En effet, elle est due par les personnes morales mentionnées aux 1° à 4° du A du I de l'article L612-2 du Code monétaire et financier (ex : établissements de crédit, entreprises de marché, entreprises d'investissement autres que les sociétés de gestion de portefeuille, compagnies financières), soumises au contrôle de l'Autorité de contrôle prudentiel pour le respect des ratios de couverture et de division des risques ou du niveau de fonds propres adéquat, au titre de leur activité exercée au 1er janvier de chaque année.
En revanche, la taxe n'est pas due par :

  • les sociétés ayant leur siège social dans un autre Etat partie à l'accord sur l'Espace économique européen et exerçant leur activité en France exclusivement par l'établissement d'une succursale ou par voie de libre prestation de services ;
  • les personnes morales auxquelles s'appliquent des exigences minimales en fonds propres permettant d'assurer le respect des ratios de couverture ou du niveau de fonds propres adéquat, définies au cours de l'exercice clos l'année civile précédente, inférieures à 500 millions d'euros ;
  • l'Agence française de développement.

Prévue à l'origine par le projet de loi de Finances pour 2011, cette taxe aurait à la fois comme finalité de prévenir les comportements de prise de risque excessifs par les établissements bancaires et de compenser le coût, pour les contribuables, de la résolution des crises bancaires. Aussi, plus une banque prendra de risques, plus elle contribuera au titre de cette nouvelle taxe, car elle a pour assiette les actifs pondérés par les risques, qui est l'assiette utilisée par le régulateur prudentiel pour déterminer les exigences minimales en fonds propres réglementaires.

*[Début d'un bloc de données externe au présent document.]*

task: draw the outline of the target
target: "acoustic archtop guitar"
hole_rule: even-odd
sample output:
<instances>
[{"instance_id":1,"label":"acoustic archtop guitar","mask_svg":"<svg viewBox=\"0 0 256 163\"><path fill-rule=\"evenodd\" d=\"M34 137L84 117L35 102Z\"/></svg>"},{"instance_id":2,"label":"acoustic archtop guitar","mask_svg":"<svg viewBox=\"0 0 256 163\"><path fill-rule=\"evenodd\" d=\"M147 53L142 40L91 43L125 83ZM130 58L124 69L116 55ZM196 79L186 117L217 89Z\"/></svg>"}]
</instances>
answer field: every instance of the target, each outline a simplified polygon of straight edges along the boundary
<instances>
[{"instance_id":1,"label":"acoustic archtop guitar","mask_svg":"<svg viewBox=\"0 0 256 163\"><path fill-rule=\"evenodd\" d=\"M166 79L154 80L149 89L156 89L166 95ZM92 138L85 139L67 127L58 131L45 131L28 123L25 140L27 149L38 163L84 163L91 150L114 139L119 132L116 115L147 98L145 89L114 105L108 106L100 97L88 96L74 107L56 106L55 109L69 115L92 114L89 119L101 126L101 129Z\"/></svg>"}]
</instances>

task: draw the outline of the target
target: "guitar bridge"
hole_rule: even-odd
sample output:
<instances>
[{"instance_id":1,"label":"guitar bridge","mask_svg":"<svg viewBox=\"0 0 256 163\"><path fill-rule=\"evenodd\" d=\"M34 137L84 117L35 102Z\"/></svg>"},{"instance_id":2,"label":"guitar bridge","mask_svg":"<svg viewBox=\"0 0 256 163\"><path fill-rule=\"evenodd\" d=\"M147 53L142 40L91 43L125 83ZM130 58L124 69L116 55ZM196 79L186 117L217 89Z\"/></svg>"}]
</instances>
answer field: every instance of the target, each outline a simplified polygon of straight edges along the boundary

Ainsi, l'assiette de la taxe de risque systémique est identique à celle définie à l'article L612-20 II A 1° du Code monétaire et financier relative à la détermination de la contribution pour frais de contrôle portée sur l'appel émis par l'Autorité de contrôle prudentiel.

Prévue à l'article 235 ter ZE du Code général des impôts, la taxe est liquidée par la personne assujettie au vu des exigences minimales en fonds propres mentionnées dans l'appel à contribution. L'Autorité de contrôle prudentiel communique cet appel au comptable public compétent avant le 30 avril.

La taxe de risque systémique est acquittée auprès dudit comptable au plus tard le 30 juin ou dans les 2 mois suivants la réception de l'appel à contribution rectificatif. Le paiement est accompagné d'un état conforme au modèle Cerfa 14414 (imprimée 3372-SD) faisant apparaître, conformément au décret (n°2011-2112) du 30 décembre 2011, les renseignements nécessaires à l'identification de la personne assujettie et à la détermination du montant dû.